What is Grammatical Parallelism and Why It Matters
Academics and scientists who publish their research probably do not need any reason beyond professionalism to ensure that they always write clearly and correctly. They are professional researchers, professional authors and, in most cases, professional teachers as well. Text that is a model of clarity and completely free of errors conveys this professionalism and is also expected as a scholarly standard by publishers, colleagues, employers, students and other potential readers. However, there are additional reasons for observing the rules and practices of correct grammar and punctuation when writing scholarly prose. Primary among them is the accurate communication of complex material, in which the correct use of grammatical parallelism can play an important part. Parallelism enables the effective organisation of material in series and lists and also contributes to an accomplished writing style. Furthermore, it is known to increase the legibility of a text and render complicated sentences easier for readers to process, which can only inspire greater comprehension and retention of the research presented.

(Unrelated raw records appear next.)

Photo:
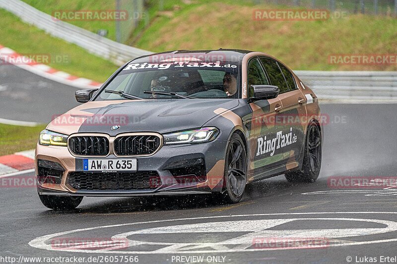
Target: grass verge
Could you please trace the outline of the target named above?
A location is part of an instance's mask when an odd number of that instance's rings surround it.
[[[331,63],[330,58],[342,54],[395,56],[397,20],[391,16],[347,14],[325,21],[256,21],[256,9],[294,7],[169,0],[161,8],[158,2],[149,1],[150,26],[138,27],[130,45],[156,52],[220,48],[262,51],[295,70],[397,70],[395,63],[348,64]]]
[[[38,62],[99,82],[105,81],[118,68],[108,60],[90,54],[77,45],[52,37],[43,30],[24,23],[4,9],[0,9],[0,17],[2,25],[0,45],[20,54],[31,55],[33,59],[43,58],[44,61]],[[50,58],[45,59],[44,55],[48,55]]]
[[[34,127],[0,124],[0,156],[36,148],[39,134],[46,125]]]

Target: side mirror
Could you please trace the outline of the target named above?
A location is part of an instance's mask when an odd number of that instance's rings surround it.
[[[251,85],[251,87],[254,89],[254,97],[250,98],[250,102],[276,98],[280,92],[278,87],[273,85]]]
[[[92,98],[92,96],[95,92],[98,91],[98,88],[95,89],[84,89],[76,91],[74,93],[76,97],[76,101],[79,103],[87,103],[90,99]]]

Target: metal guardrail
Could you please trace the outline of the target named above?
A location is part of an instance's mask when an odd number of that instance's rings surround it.
[[[322,99],[397,101],[396,71],[294,71]]]
[[[0,0],[0,7],[55,37],[75,44],[118,65],[151,53],[118,43],[66,22],[55,20],[51,16],[20,0]],[[295,72],[322,99],[386,100],[397,102],[397,72]]]
[[[132,58],[151,53],[101,37],[68,23],[57,20],[19,0],[0,0],[0,7],[54,37],[76,44],[89,53],[122,65]]]

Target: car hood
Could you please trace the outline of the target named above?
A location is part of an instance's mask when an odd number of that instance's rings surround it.
[[[237,106],[237,99],[170,99],[89,102],[56,117],[50,130],[104,133],[111,136],[130,132],[164,133],[200,127],[223,111]],[[120,125],[117,130],[111,128]]]

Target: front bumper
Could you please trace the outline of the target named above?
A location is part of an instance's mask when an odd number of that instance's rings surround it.
[[[74,156],[68,148],[65,147],[38,145],[35,156],[38,191],[41,195],[104,197],[178,195],[219,192],[223,184],[227,142],[226,140],[217,139],[207,143],[164,145],[151,156],[136,157],[137,172],[155,172],[161,180],[161,183],[157,184],[155,188],[139,190],[115,190],[106,188],[82,190],[73,188],[70,184],[72,182],[69,180],[71,175],[70,173],[81,172],[83,174],[85,172],[82,169],[82,160],[84,158]],[[95,158],[94,157],[85,158]],[[111,154],[105,158],[122,158]],[[189,169],[191,163],[189,161],[193,162],[201,159],[203,161],[203,170],[198,173],[198,173],[196,173],[198,175],[193,175],[194,172],[187,169]],[[57,170],[61,171],[59,177],[55,181],[49,181],[45,179],[47,176],[45,170],[43,170],[42,167],[42,160],[56,162],[59,166],[56,168],[63,169],[64,171]],[[52,175],[54,174],[52,171],[50,173]],[[189,175],[184,175],[184,172],[185,174],[189,172]],[[107,173],[109,172],[100,173],[104,176]],[[204,174],[205,175],[202,175]],[[131,177],[134,177],[133,174],[132,173]],[[191,178],[192,180],[186,180],[187,178]]]

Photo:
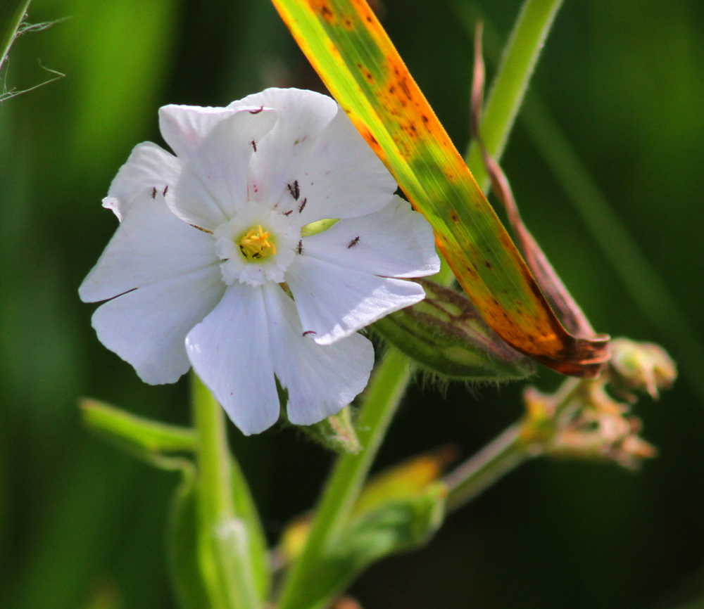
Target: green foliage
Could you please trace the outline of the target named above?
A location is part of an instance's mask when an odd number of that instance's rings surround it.
[[[534,373],[535,364],[504,342],[464,294],[420,283],[425,300],[372,326],[394,347],[441,377],[505,381]]]
[[[193,453],[197,448],[192,429],[150,421],[96,399],[83,398],[80,406],[84,422],[93,431],[156,467],[182,469],[184,460],[166,454]]]
[[[317,564],[315,577],[294,589],[286,606],[323,609],[370,565],[425,544],[442,523],[446,492],[444,485],[433,483],[353,518]]]
[[[352,409],[346,406],[337,414],[313,425],[296,425],[296,428],[333,452],[355,454],[360,446],[352,416]]]
[[[480,4],[505,39],[520,3]],[[444,3],[383,6],[384,27],[463,149],[471,37]],[[75,295],[116,225],[100,200],[130,149],[159,141],[160,105],[225,105],[265,86],[317,82],[264,0],[33,0],[30,8],[32,22],[73,18],[20,37],[6,66],[8,87],[36,82],[38,59],[68,77],[0,106],[0,605],[87,607],[107,581],[119,597],[114,607],[170,609],[163,525],[176,476],[104,445],[76,414],[77,397],[90,395],[150,418],[188,421],[185,386],[142,383],[95,338],[91,307]],[[562,141],[538,121],[525,129],[521,117],[504,165],[527,223],[595,326],[660,340],[691,371],[692,385],[700,366],[674,333],[667,338],[674,318],[656,323],[641,312],[636,302],[663,309],[650,291],[624,288],[565,188],[586,198],[598,185],[689,319],[675,329],[698,341],[701,8],[699,0],[565,3],[532,90],[579,153],[579,179],[567,171],[555,179],[551,167],[567,158]],[[585,217],[600,214],[594,207]],[[642,267],[620,247],[622,231],[597,233],[623,268]],[[651,288],[650,276],[636,270],[633,281]],[[547,390],[554,381],[542,374],[536,382]],[[691,386],[683,374],[657,407],[645,405],[644,433],[660,456],[638,475],[536,463],[453,516],[451,534],[418,557],[423,577],[418,563],[384,561],[355,594],[369,609],[622,609],[670,598],[678,582],[698,577],[704,534],[704,501],[693,483],[704,475],[704,411]],[[459,387],[446,401],[416,388],[381,464],[438,439],[474,450],[517,403],[515,387],[486,388],[481,402]],[[265,522],[275,527],[312,504],[325,474],[322,451],[286,430],[232,440]]]
[[[171,504],[167,552],[171,584],[180,609],[210,609],[199,564],[198,504],[194,472],[184,470]]]

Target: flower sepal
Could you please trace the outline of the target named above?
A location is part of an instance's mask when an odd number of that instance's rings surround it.
[[[422,367],[451,378],[503,381],[525,378],[534,363],[507,345],[463,294],[415,279],[425,300],[372,326]]]
[[[313,425],[294,426],[311,440],[339,454],[356,454],[361,450],[354,428],[351,406],[346,406],[337,414]]]

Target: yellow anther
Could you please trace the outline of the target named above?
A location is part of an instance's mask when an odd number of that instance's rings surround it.
[[[270,241],[268,231],[258,224],[256,229],[250,229],[239,240],[239,250],[248,260],[261,260],[276,255],[276,245]]]

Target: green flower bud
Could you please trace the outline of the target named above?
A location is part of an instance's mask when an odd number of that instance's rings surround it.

What exactly is grammatical parallelism? Basically, it is a parallel construction in which there is a balance of similar phrases or clauses that share a particular grammatical structure. ‘The professor teaches English classes in the lecture hall, provides tutorial sessions in her office and offers writing advice on the university website’ observes parallelism, with all three activities expressed using the same syntactical pattern. Were one of the activities to be conveyed via a different grammatical structure, the parallelism would fall apart: ‘The professor teaches English classes in the lecture hall, provides tutorial sessions in her office and on the university website offers writing advice.’ The sentence is not only decidedly more awkward, but it has also become incorrect because the valid syntactical relationship between the subject of the sentence (the professor) and the last activity (on the university website offers writing advice) has been lost. The intended meaning has been obscured as well, with ‘The professor…on the university website offers writing advice’ connecting ‘on the university website’ with the ‘professor,’ not the ‘advice.’

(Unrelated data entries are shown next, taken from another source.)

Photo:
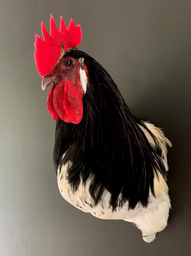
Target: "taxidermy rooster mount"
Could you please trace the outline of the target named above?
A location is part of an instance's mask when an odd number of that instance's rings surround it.
[[[36,35],[35,63],[47,107],[56,119],[53,158],[60,193],[80,210],[132,222],[149,243],[166,227],[170,201],[167,146],[159,128],[131,113],[101,65],[76,46],[82,37],[72,19],[60,31]]]

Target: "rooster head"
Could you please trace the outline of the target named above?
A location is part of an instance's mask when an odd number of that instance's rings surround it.
[[[67,123],[78,124],[82,118],[88,72],[84,59],[72,57],[70,53],[81,42],[80,26],[75,26],[71,19],[67,29],[60,17],[59,31],[51,14],[50,33],[43,22],[41,28],[44,40],[36,35],[34,55],[37,71],[43,77],[43,90],[52,85],[47,97],[48,110],[53,120],[60,117]]]

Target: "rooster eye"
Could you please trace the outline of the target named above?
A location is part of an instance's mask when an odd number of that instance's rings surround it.
[[[72,63],[72,60],[67,60],[65,62],[65,65],[66,66],[70,66]]]

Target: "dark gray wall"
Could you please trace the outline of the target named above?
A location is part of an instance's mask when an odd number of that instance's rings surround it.
[[[0,255],[191,255],[191,1],[0,1]],[[33,42],[52,13],[83,33],[79,47],[109,72],[131,112],[162,127],[169,150],[169,225],[152,244],[123,221],[103,220],[60,194]]]

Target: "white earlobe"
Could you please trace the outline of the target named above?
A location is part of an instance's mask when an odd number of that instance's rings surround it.
[[[80,75],[81,87],[84,93],[85,93],[87,88],[87,77],[84,70],[82,69],[81,68],[80,68]]]

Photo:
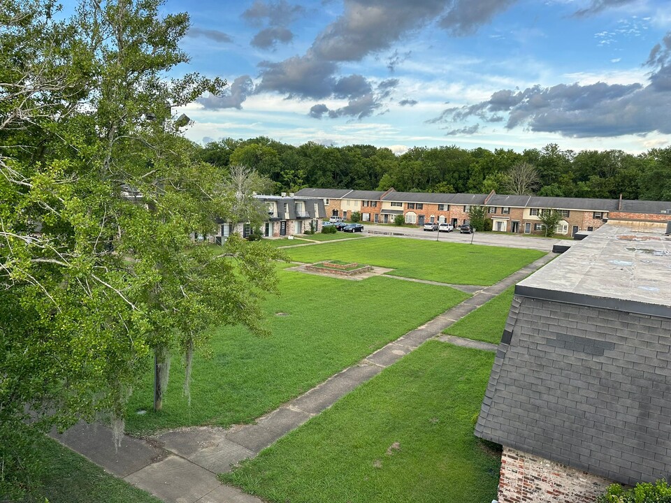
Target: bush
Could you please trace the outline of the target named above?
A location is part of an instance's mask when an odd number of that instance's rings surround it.
[[[651,484],[639,482],[636,487],[625,490],[619,484],[612,484],[597,500],[598,503],[671,503],[671,486],[658,480]]]

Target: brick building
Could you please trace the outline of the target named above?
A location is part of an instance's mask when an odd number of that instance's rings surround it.
[[[671,238],[609,222],[521,282],[475,434],[500,503],[593,502],[671,473]]]

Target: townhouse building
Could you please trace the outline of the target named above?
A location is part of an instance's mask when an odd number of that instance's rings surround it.
[[[542,234],[540,216],[556,210],[562,219],[555,229],[561,235],[593,231],[609,219],[625,221],[666,221],[671,218],[671,203],[623,199],[542,197],[497,194],[433,194],[380,191],[303,189],[297,196],[324,201],[328,216],[345,219],[354,211],[363,221],[391,224],[399,214],[405,224],[447,221],[455,227],[470,221],[472,206],[485,206],[492,231],[515,234]]]

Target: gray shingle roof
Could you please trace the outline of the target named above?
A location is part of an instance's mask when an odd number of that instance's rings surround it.
[[[624,199],[622,201],[621,211],[632,213],[661,213],[666,211],[671,219],[671,202],[646,201]]]
[[[476,435],[626,484],[671,472],[670,248],[608,224],[521,282]]]
[[[322,199],[340,199],[352,192],[349,189],[301,189],[296,193],[302,197],[319,197]]]

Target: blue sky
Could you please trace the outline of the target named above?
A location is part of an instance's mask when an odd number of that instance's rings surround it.
[[[622,149],[670,144],[668,0],[168,0],[199,143]]]

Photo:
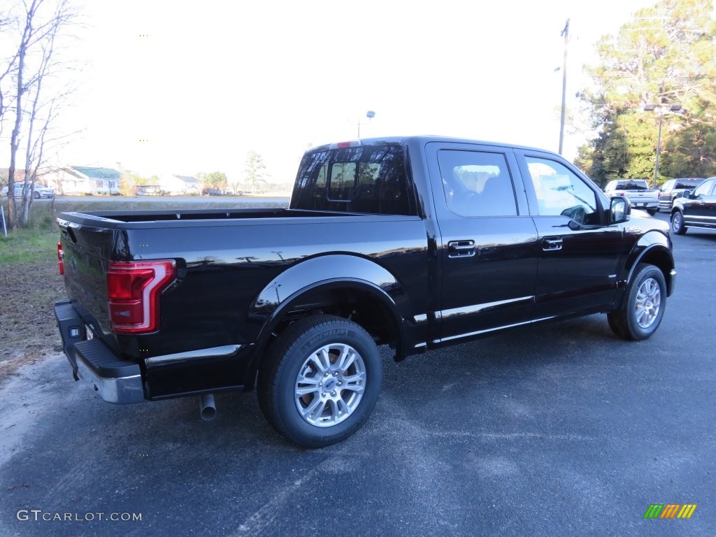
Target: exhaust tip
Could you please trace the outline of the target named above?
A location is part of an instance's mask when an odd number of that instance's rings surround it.
[[[199,415],[205,422],[211,421],[216,417],[216,405],[214,404],[214,395],[205,394],[199,398]]]

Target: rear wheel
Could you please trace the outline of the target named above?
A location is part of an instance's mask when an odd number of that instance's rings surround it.
[[[664,274],[654,265],[641,265],[632,279],[622,307],[607,314],[609,327],[624,339],[646,339],[659,328],[666,300]]]
[[[675,211],[672,215],[672,231],[677,235],[683,235],[686,233],[686,226],[684,226],[684,213],[680,211]]]
[[[365,422],[380,390],[377,347],[359,325],[316,315],[289,325],[258,374],[258,402],[292,442],[321,448],[345,440]]]

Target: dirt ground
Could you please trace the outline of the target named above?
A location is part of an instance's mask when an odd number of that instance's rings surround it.
[[[61,352],[52,311],[64,284],[52,256],[38,263],[0,263],[0,384],[18,367]]]

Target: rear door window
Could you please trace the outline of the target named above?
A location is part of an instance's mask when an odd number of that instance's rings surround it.
[[[417,215],[400,145],[329,148],[301,160],[291,208]]]

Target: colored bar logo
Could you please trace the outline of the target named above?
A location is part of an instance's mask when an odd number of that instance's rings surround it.
[[[652,503],[644,513],[644,518],[690,518],[697,503]]]

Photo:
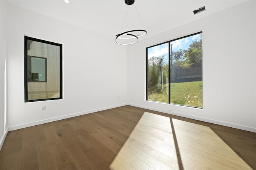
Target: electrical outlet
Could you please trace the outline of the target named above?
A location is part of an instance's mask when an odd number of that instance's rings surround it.
[[[42,110],[45,111],[46,109],[46,106],[43,106],[42,107]]]

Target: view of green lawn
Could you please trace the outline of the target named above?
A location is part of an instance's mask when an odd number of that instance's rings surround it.
[[[148,89],[149,101],[168,103],[166,84],[164,89],[154,87]],[[171,83],[171,103],[202,108],[202,81]]]

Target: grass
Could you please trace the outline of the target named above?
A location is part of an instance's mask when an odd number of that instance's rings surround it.
[[[168,103],[166,87],[164,85],[163,90],[156,87],[149,89],[148,100]],[[171,83],[171,103],[202,108],[202,81]]]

The most obvious way to resolve the problem is to apply parallelism akin to that I have used in my original sentence, but there are other possibilities. For one, the parallelism can be dropped and the sentence written thus: ‘The professor teaches English classes in the lecture hall and provides tutorial sessions in her office, and on the university website she offers writing advice.’ The repeated use of ‘and’ here might seem awkward to some readers, so the last ‘and’ could be removed and a semicolon used instead of the comma: ‘…in her office; on the university website she offers writing advice.’ Another option is to add commas around ‘on the university website,’ which changes the rhythm of the sentence and makes that extra ‘and’ less prominent. Alternatively, commas could surround ‘on the university website’ in a structure more similar to my original sentence: ‘The professor teaches English classes in the lecture hall, provides tutorial sessions in her office and, on the university website, offers writing advice.’ The resulting sentence may not observe parallelism as strictly as the original did, but it is effective and remains grammatically correct.

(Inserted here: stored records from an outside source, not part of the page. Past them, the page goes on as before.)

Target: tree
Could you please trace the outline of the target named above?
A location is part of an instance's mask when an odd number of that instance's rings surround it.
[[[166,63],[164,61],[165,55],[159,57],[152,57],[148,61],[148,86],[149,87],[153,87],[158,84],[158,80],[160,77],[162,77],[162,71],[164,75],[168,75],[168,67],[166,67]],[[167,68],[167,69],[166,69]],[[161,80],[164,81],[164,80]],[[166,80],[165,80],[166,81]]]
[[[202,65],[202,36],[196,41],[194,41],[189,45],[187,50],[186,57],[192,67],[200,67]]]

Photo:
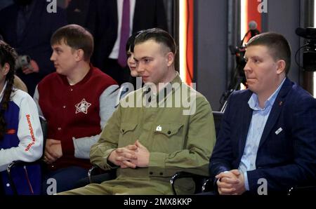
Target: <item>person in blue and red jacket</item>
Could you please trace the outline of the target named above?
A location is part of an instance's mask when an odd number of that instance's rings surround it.
[[[12,194],[6,168],[14,161],[32,162],[43,152],[43,133],[35,102],[13,87],[16,53],[0,41],[0,193]],[[41,168],[34,164],[12,170],[18,194],[39,194]]]
[[[93,38],[84,28],[60,27],[51,44],[56,72],[39,83],[34,96],[48,122],[48,172],[42,189],[47,194],[68,190],[86,177],[90,147],[114,111],[119,93],[117,82],[90,63]]]

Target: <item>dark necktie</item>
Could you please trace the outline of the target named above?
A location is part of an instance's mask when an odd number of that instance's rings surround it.
[[[119,41],[119,58],[117,58],[117,62],[119,62],[121,67],[125,67],[127,62],[126,45],[127,39],[129,39],[129,0],[124,0],[121,26],[121,39]]]

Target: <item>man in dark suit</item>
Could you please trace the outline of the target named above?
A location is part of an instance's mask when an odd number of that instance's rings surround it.
[[[56,13],[47,11],[49,2],[41,0],[15,0],[0,13],[0,34],[14,47],[19,55],[30,57],[31,67],[17,72],[33,95],[37,84],[55,71],[49,60],[52,50],[51,36],[67,24],[65,13],[57,8]]]
[[[129,69],[117,62],[124,1],[125,0],[91,1],[87,20],[87,27],[93,34],[96,43],[92,63],[119,84],[128,81],[130,76]],[[163,1],[129,0],[129,35],[152,27],[167,29]],[[125,45],[126,43],[123,43],[122,46]]]
[[[252,38],[244,69],[249,89],[230,96],[210,159],[220,194],[283,193],[316,182],[316,100],[287,74],[285,38]]]

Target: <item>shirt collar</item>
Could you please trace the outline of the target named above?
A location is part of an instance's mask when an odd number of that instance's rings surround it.
[[[282,86],[283,86],[283,83],[285,81],[285,79],[286,78],[283,79],[282,82],[281,82],[281,84],[279,84],[277,90],[275,90],[275,92],[269,97],[267,101],[265,102],[265,107],[263,108],[260,107],[258,95],[256,93],[253,93],[251,97],[250,97],[249,100],[248,100],[248,104],[249,105],[249,107],[254,110],[263,110],[268,107],[272,107],[275,101],[275,99],[277,98],[277,94],[279,93]]]

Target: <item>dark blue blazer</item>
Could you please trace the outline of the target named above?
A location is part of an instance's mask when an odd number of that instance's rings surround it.
[[[49,2],[34,1],[34,8],[20,41],[18,41],[16,33],[18,6],[13,4],[0,13],[0,34],[4,40],[15,48],[19,55],[29,55],[39,65],[39,73],[25,75],[21,72],[17,72],[32,96],[41,79],[55,71],[53,62],[49,60],[53,52],[51,37],[57,29],[67,24],[66,13],[63,10],[58,8],[57,13],[49,13],[46,10]]]
[[[163,1],[136,1],[133,33],[152,27],[167,29]],[[92,63],[104,72],[106,59],[111,53],[117,38],[117,0],[91,1],[86,27],[95,39]]]
[[[252,92],[237,91],[230,97],[220,130],[210,159],[211,177],[237,169],[244,153],[252,109]],[[276,134],[279,128],[282,131]],[[316,183],[316,100],[289,79],[273,104],[260,141],[256,169],[247,171],[250,192],[257,194],[260,178],[269,192]]]

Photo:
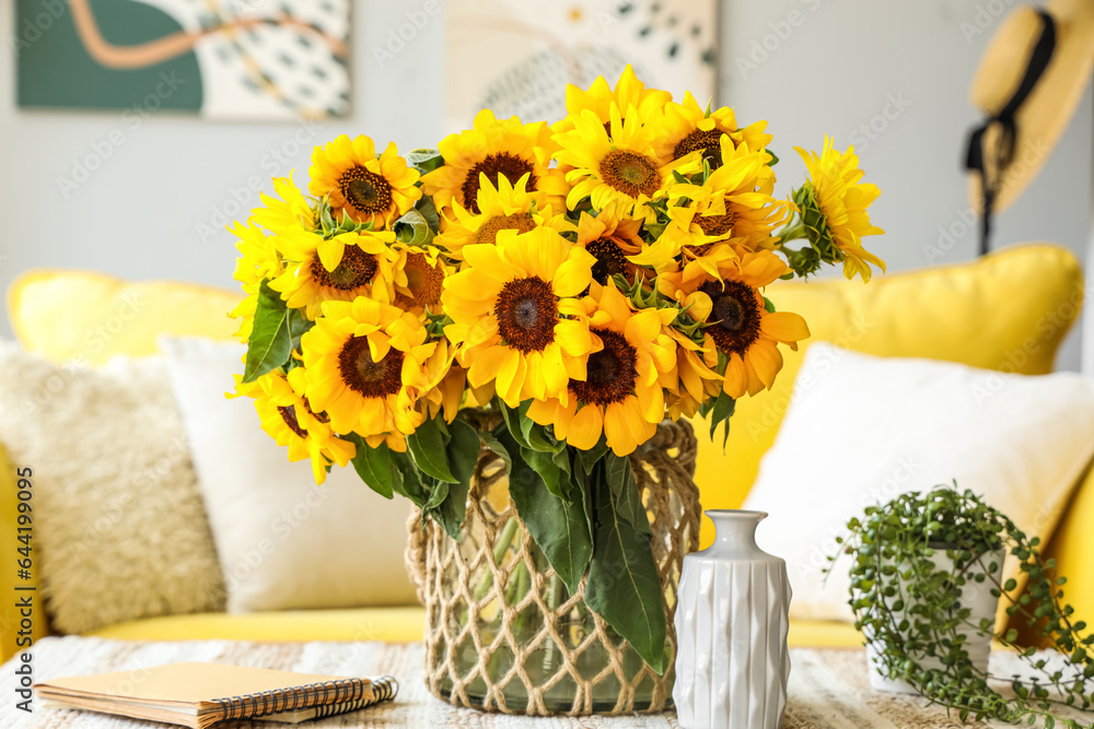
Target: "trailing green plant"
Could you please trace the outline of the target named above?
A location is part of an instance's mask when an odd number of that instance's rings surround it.
[[[1055,561],[1041,557],[1038,538],[1026,537],[1004,514],[971,491],[958,491],[956,483],[870,506],[847,528],[826,572],[840,554],[851,556],[854,625],[876,651],[883,675],[904,680],[932,704],[956,712],[962,721],[1094,726],[1058,714],[1061,706],[1090,710],[1094,703],[1094,635],[1085,634],[1086,623],[1076,621],[1063,602],[1066,578],[1054,577]],[[952,566],[932,560],[943,548]],[[991,556],[1000,551],[1017,561],[1027,579],[1021,595],[1020,581],[1004,579],[1003,565]],[[974,621],[963,603],[963,593],[976,585],[1006,600],[1011,622],[1024,621],[1038,640],[1055,646],[1063,667],[1050,668],[1036,648],[1017,645],[1017,631],[1004,625],[994,638],[1028,663],[1032,678],[978,670],[966,640],[991,635],[993,621]],[[997,680],[1009,681],[1014,696],[997,691],[991,683]]]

There are in fact many instances in which deviations from grammatical parallelism are not strictly incorrect, and sometimes the variations constitute efficient ways of expressing conditions, variations and exceptions. Most of the time, however, they are simply awkward slips and should be repaired with a parallel structure. ‘She loves reading, writing and to teach,’ for instance, is not grammatically incorrect, but it should nonetheless be improved with one of the following possibilities: ‘She loves reading, writing and teaching,’ ‘She loves to read, write and teach’ or ‘She loves to read, to write and to teach,’ depending on personal preferences and semantic emphasis. In ‘The article must be well written, carefully researched and follow the guidelines consistently,’ on the other hand, there is a grammatical problem, though not a glaring one, because ‘well written’ and ‘carefully researched’ continue the text from ‘must be,’ whereas ‘follow the guidelines consistently’ continues from ‘must’ and does not use ‘be’ at all. A better sentence would be ‘The article must be well written and carefully researched, and it must also follow the guidelines consistently.’